Tilly was a small town about fourteen miles south of the English Channel, lying between the bigger towns of Bayeux and Caen. There was a school of seventy students staffed by three nuns. In March, 1896, at about 4:00 p.m. in the afternoon, a young boy glanced out of one of the school’s windows opening onto a field to see a “beautiful lady” slowly descending from the sky. As the boy reported this, the other children and the teacher in the classroom rushed to the windows and all saw the same scene. In extreme wonderment, they watched the Lady move here and there – as if uncertain where to land. She finally positioned herself in the air near a big elm tree across the open field.

The seventy students and three nuns evacuated the school and raced across the field to see the “beautiful lady” up close. All of them clearly saw the apparition. The beautiful lady was within an oval-like aura of brilliant greens, reds, pinks, blues, and yellows which emitted “rays.” Inside of these rays was the “beautiful Lady.” Her dress appeared to have been “opulent and Turkish” in style, but it scintillated and changed colors. The Lady stood out in some resplendent and astonishing fashion and was life-size or slightly larger.
Not only had the school’s occupants all seen the descending apparition, but others in the area had also seen her arrival. Soon, there was “a great concourse of the devout and curious” filling up the field, all of whom witnessed the resplendent Lady, too. Most knelt in awe and began praying. They all assumed that this was the Blessed Virgin Mary. After a short time, the apparition vanished.

Blessed Mary did return at frequent intervals in the days thereafter, which made the usual conduct of school activities nearly impossible with these heavenly distractions! The appearances of the “beautiful lady” continued sporadically for about four years. These supernatural appearances submerged Tilly-sur-Seulles beneath an enormous and continuous crowd of pilgrims, reporters, devout and curious, and platoons of both religious and skeptical investigators.
Even on days when the Lady did not appear, crowds of 400 to 2,000 waited for her anyway. The field and nearby trees became a “forest of candles” and effigies of the Holy Mother. When Our Lady did appear, the crowds would swell into the thousands. Skeptics became convinced that these events “surpassed comprehension.” Investigators arriving to debunk the appearances would see her and then have to wrestle with their own disbelief. Witnessing her appearance with their own eyes undermined their initial convictions to doubt and disbelieve.

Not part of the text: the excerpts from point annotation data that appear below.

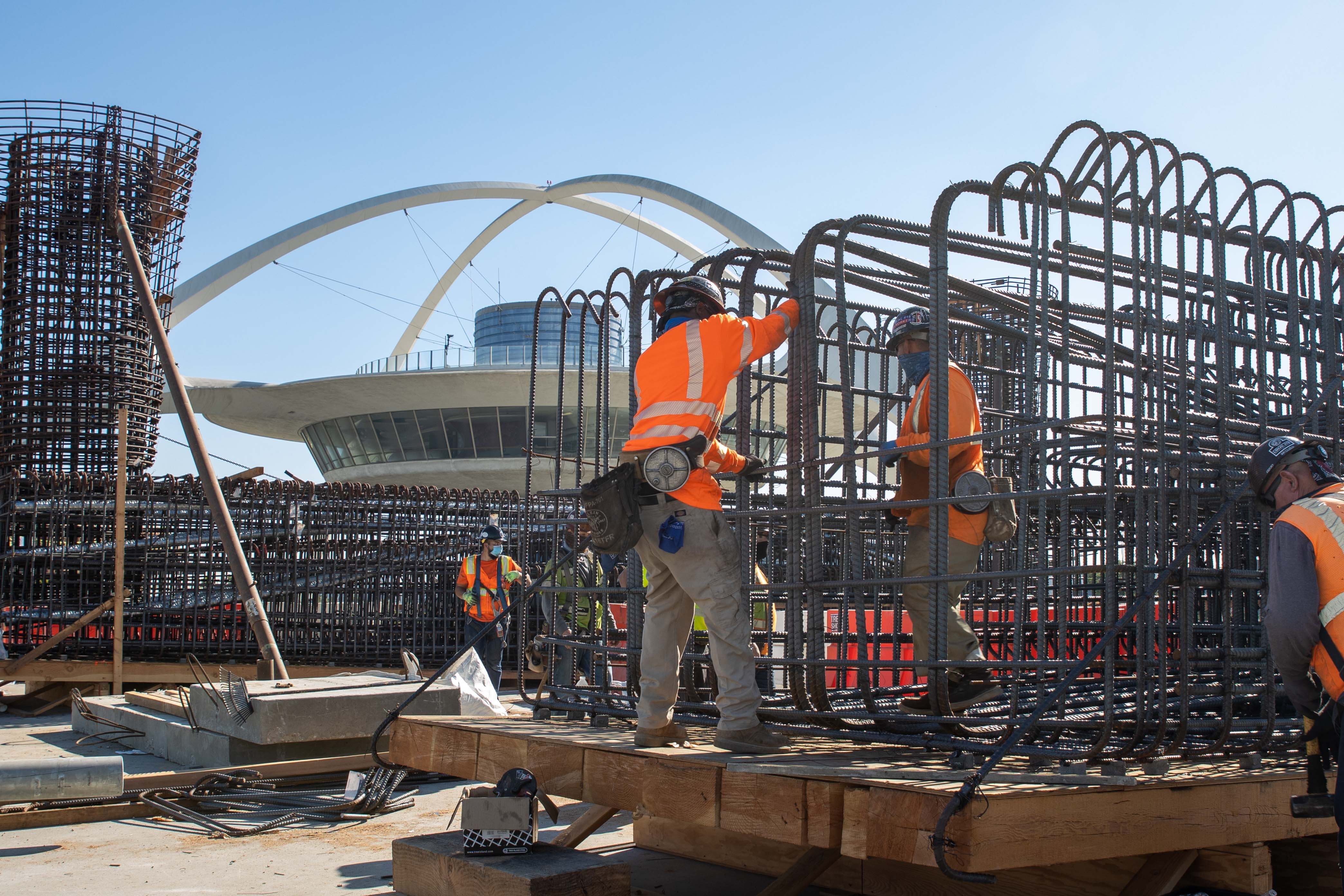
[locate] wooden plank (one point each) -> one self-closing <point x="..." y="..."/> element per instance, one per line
<point x="875" y="876"/>
<point x="826" y="813"/>
<point x="433" y="866"/>
<point x="854" y="835"/>
<point x="77" y="816"/>
<point x="449" y="751"/>
<point x="158" y="702"/>
<point x="583" y="827"/>
<point x="682" y="792"/>
<point x="1087" y="825"/>
<point x="1245" y="868"/>
<point x="558" y="766"/>
<point x="810" y="866"/>
<point x="768" y="807"/>
<point x="613" y="779"/>
<point x="1160" y="874"/>
<point x="498" y="754"/>
<point x="291" y="769"/>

A large number of witnesses also described seeing other features – including saints, angels, demons, devils, and other assorted imagery which would revolve around the central apparition of the Virgin Mary. It was not realized at that time that these swirling figures corresponded to the apocalyptic visions reported by the two young visionaries at La Salette in 1846. The apparition and its accompanying phenomena usually occurred during broad daylight. But these horrible figures were soon thought of as “disquieting” and phantom-like. Some began gossiping about them as being diabolical.
Many observed some of the witnesses going into “ecstasies, trances, fits, and convulsions.” Their eyes would fix on the apparition and could not be distracted. They could not be jolted by pin pricks, burning candles touching their fingers, or slaps to their faces. Our Lady, asking for prayer, spoke through many of those in ecstasies. Some reported unintelligible languages from various angels, demons, and phantoms.

Two visionaries, Paul Guerard and Marie Martel, had much enthusiastic support by the faithful during their trances or ecstasies. Others witnessed “combat between angels and disgusting creatures.”
It is estimated that the original descent of the Blessed Virgin was witnessed by at least one hundred people. Up to one thousand had observed her prior to the addition of any other beings or imagery. Many miraculous cures were claimed. Yet, certain medical doctors and psychiatrists attempted to explain these supernatural events as either “communicable hysteria” or “mass insanity.” Neither term is viewed with any credibility in today’s field of psychiatry.

Although the Blessed Virgin did not directly warn of what was to come to this area of France in the future, it is commonly known that she frequently appears just before some upheaval, disaster, or deadly event. It is significant that just fourteen years later the broad area around Tilly-sur-Seulles was plunged into World War I. The area became an apocalyptic wasteland of fighting, trenches, mud, deadly gas weapons, insanity, slime, disease, and death – with thousands of rotting bodies and mass graves. This area around Tilly and north to the beaches of Normandy became another massive graveyard during World War II. Some of the most intense and bitter fighting occurred in this area.

No known official investigation by the Catholic Church has ever been conducted. No explanations could ever account for the supernatural visits. Skeptics and investigators were impressed by the events that they witnessed; no answers could ever be found.